Gabon: Le PM soudanais visite une zone tenue par les rebelles

Khartoum, Soudan — Le Premier ministre soudanais, Dr Abdallah Hamdouk, a quitté jeudi Khartoum pour Kauda, une zone de forte rébellion, où aucun haut responsable soudanais n'a mis les pieds depuis plus d'une décennie.

Cette visite s'inscrit dans le cadre de sa campagne pour la paix au Soudan."C'est une avancée importante dans le processus de paix", a déclaré jeudi, le ministre soudanais de l'Information et de la Culture et porte-parole du gouvernement, Faisal Mohamed Salih, à l'agence de presse officielle SUNA.
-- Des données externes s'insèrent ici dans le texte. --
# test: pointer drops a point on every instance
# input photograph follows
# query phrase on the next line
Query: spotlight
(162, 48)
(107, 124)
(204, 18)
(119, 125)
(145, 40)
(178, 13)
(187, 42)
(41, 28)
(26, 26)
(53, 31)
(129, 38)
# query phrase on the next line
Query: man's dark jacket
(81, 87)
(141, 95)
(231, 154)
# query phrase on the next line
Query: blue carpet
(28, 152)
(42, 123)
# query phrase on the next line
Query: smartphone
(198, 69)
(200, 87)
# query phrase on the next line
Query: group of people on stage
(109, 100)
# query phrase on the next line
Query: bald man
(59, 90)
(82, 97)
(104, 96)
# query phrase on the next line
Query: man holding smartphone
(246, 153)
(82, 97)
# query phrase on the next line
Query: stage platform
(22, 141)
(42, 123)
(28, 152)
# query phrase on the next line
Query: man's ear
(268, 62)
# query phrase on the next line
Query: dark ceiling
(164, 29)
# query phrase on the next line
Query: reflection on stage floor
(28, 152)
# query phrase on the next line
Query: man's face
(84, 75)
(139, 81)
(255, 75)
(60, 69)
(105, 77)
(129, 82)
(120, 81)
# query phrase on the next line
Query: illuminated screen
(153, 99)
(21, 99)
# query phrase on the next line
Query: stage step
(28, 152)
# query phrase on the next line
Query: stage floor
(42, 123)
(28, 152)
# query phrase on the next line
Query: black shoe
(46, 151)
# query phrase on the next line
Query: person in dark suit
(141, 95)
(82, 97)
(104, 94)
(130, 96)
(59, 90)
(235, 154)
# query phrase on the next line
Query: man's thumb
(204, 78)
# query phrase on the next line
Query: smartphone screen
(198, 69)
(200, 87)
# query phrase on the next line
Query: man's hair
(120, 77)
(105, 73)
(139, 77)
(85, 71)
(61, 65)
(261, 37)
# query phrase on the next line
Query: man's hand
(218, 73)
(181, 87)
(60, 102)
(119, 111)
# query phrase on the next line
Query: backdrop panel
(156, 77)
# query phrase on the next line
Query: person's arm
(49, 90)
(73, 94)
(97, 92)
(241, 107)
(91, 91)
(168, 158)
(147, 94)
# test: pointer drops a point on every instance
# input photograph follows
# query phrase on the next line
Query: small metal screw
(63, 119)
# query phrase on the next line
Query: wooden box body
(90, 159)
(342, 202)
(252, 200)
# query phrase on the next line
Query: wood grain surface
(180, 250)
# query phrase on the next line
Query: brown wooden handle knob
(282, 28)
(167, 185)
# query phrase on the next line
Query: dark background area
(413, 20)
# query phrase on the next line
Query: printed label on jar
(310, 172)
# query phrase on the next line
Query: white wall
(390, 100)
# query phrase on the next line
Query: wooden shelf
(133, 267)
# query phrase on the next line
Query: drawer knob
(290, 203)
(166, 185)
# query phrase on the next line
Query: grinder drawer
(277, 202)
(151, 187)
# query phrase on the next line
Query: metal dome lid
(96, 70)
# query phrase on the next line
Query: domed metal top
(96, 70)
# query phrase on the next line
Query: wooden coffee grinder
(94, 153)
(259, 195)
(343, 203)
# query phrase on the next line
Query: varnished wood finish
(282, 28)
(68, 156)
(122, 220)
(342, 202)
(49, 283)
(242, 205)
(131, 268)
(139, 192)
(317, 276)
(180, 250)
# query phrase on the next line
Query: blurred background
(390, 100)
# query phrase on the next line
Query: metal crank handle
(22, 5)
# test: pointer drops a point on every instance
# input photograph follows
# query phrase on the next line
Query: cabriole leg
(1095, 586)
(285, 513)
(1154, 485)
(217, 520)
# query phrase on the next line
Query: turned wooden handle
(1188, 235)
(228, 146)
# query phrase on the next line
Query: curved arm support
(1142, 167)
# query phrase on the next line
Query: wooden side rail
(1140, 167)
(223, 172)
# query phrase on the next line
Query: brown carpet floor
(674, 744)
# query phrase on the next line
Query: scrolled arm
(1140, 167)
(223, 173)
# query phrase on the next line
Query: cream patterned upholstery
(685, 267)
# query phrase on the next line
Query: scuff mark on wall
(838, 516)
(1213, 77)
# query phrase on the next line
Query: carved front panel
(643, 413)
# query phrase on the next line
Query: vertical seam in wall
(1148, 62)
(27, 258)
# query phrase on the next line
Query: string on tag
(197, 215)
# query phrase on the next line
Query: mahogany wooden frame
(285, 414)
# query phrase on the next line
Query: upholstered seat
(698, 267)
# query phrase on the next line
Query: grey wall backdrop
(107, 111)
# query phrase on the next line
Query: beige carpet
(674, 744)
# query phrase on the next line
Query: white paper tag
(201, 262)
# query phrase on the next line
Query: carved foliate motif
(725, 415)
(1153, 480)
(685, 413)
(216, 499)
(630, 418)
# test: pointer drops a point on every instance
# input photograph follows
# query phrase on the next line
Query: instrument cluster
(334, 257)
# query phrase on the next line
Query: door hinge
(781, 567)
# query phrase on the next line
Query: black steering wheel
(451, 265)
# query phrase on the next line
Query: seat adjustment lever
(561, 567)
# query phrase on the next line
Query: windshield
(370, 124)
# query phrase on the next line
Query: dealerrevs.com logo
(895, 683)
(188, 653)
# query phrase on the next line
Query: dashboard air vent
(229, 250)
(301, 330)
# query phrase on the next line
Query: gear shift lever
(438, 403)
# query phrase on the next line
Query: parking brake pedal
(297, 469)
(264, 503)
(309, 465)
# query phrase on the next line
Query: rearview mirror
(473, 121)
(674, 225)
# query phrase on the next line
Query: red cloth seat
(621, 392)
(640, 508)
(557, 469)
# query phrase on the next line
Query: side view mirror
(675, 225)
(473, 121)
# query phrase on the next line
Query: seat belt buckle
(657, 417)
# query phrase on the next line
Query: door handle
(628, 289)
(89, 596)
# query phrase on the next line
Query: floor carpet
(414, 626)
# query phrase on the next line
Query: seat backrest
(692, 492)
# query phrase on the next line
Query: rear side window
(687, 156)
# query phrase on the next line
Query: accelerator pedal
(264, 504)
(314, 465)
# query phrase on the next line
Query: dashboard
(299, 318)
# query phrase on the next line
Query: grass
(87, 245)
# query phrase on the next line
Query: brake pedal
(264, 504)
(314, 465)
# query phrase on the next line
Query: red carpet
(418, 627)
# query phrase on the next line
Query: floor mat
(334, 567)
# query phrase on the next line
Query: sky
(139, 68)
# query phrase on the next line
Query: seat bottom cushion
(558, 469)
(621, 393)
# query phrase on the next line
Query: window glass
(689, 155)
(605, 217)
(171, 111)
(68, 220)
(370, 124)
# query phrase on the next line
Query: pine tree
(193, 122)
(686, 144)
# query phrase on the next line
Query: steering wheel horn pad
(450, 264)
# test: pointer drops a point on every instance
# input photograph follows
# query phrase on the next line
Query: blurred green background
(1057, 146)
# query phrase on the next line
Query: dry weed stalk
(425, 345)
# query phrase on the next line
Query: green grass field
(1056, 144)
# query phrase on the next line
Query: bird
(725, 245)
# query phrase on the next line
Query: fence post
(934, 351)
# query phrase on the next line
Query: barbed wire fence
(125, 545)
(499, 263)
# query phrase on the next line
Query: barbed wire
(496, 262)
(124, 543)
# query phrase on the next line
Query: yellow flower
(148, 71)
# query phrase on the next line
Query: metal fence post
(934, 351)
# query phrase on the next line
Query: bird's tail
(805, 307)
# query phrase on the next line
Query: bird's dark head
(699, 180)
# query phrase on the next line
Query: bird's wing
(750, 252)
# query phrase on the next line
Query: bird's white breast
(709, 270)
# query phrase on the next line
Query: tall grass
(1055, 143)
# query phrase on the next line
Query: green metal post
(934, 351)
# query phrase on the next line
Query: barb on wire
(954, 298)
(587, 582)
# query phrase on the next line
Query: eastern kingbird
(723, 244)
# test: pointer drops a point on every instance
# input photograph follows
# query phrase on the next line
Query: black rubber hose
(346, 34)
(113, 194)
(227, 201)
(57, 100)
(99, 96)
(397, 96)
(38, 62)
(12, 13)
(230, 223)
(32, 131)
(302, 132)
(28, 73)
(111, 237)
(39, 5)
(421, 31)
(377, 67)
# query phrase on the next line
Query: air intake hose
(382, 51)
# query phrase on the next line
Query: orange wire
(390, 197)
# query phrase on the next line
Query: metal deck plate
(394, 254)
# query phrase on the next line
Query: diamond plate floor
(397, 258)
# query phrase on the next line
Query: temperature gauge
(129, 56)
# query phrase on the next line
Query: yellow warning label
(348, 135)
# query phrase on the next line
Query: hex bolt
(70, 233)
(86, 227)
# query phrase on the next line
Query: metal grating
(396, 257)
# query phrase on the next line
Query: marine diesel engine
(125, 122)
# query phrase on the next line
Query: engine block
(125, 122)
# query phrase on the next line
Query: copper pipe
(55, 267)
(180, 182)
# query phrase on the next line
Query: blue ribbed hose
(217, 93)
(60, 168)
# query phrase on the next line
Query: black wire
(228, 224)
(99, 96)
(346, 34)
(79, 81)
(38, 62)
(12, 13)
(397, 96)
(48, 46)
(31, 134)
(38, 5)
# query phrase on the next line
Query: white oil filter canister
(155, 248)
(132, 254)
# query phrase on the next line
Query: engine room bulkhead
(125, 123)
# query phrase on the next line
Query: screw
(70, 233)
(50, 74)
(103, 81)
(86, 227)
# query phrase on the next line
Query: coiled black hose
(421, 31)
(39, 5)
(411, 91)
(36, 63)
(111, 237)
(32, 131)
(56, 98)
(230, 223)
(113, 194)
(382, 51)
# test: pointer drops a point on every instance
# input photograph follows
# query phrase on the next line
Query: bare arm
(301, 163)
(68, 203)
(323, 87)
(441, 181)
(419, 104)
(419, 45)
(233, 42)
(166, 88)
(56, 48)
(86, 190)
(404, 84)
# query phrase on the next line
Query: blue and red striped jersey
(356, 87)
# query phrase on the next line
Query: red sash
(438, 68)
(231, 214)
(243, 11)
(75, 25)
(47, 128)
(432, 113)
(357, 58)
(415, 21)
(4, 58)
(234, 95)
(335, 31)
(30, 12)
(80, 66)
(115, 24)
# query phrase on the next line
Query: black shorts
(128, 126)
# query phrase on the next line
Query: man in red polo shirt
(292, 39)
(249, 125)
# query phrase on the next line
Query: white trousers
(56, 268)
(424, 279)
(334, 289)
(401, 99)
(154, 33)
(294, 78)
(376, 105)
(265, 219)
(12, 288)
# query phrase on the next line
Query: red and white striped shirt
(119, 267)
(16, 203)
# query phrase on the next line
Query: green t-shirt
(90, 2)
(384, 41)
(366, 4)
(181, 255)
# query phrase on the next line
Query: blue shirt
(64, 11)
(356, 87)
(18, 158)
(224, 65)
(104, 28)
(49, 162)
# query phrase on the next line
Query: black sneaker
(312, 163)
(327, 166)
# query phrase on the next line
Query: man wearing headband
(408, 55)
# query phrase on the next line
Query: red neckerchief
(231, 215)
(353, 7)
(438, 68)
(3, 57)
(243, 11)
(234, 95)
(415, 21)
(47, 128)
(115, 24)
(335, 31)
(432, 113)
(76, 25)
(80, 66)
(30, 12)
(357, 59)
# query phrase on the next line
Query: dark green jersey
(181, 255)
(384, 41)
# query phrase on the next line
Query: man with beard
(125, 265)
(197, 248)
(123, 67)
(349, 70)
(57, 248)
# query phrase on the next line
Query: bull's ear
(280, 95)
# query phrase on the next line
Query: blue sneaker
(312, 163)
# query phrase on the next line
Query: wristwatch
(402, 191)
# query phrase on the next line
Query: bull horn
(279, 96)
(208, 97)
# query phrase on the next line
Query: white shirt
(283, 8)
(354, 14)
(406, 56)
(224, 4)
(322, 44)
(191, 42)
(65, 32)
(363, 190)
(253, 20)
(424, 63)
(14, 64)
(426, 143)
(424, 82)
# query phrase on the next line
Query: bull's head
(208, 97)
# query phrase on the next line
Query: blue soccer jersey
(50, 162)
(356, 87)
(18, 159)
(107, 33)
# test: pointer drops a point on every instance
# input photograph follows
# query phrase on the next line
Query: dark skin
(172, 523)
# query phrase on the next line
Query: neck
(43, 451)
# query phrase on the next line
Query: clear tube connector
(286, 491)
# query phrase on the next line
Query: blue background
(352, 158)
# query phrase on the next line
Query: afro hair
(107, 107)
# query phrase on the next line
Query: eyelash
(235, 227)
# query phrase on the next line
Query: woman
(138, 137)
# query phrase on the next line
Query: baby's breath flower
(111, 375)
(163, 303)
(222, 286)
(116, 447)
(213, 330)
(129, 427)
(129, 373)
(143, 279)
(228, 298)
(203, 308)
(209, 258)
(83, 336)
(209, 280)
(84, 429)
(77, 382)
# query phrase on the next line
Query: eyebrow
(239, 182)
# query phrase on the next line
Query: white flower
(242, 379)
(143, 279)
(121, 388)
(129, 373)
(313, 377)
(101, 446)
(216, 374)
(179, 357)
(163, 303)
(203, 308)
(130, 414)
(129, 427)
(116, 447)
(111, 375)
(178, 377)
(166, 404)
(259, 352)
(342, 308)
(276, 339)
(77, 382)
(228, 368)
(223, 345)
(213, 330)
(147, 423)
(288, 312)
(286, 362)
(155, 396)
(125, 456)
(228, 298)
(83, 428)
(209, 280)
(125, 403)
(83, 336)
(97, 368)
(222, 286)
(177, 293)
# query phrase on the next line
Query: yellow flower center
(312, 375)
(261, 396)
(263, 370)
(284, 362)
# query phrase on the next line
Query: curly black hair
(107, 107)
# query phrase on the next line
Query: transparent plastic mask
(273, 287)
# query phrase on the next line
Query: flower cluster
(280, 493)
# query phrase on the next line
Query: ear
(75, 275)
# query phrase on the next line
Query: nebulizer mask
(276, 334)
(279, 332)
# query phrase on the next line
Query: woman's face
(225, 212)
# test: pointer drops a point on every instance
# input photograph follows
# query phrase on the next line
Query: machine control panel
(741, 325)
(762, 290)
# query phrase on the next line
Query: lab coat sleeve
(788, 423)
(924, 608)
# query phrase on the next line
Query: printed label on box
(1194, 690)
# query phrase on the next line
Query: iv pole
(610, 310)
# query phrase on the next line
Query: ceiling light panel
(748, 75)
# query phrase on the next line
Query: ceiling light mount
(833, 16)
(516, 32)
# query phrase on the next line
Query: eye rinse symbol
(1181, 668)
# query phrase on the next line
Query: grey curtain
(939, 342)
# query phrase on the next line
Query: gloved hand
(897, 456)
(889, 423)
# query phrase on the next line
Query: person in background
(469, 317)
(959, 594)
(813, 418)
Kauda, une ville isolée située dans une zone montagneuse à environ 800 km au sud-ouest de Khartoum, a été sous le contrôle du mouvement rebelle de libération du Soudan - Armée (SPLA) de 1989 jusqu'à ce que l'accord de paix soit conclu en 2005.Lorsque le Soudan du Sud a fait sécession en 2011, la région du Sud-Kordufan s'est à nouveau rebellée et a maintenu toute la présence gouvernementale hors de ses périphéries. De 2011 à 2020, aucun responsable n'a pu y mettre les pieds.Hamdouk a déclaré qu'il voulait souligner l'engagement de son gouvernement à réaliser la paix dans le pays et à exprimer sa solidarité avec les populations des zones touchées par la guerre

"Avec ce voyage dans une ville symbolique comme Kauda, je veux dire à nos concitoyens dans tous les coins du pays qu'ils ne sont pas oubliés. Et bien qu'ils aient pu être hors de vue, ils n'ont jamais quitté notre cœur et notre esprit", a écrit, jeudi, le Premier ministre sur Tweeter.M. Hamdouk, accompagné d'un ministre de haut rang et de dirigeants de la révolution populaire qui a renversé le régime d'Omar Bashir (1989-2019), a déclaré qu'en se rendant à Kauda, il voulait dire à tous les Soudanais des zones de conflit qui ont été systématiquement marginalisés pendant des décennies, que son gouvernement est déterminé à apporter la paix et à prendre des mesures aussi audacieuses dans le processus visant à parvenir à une paix globale et inclusive au Soudan.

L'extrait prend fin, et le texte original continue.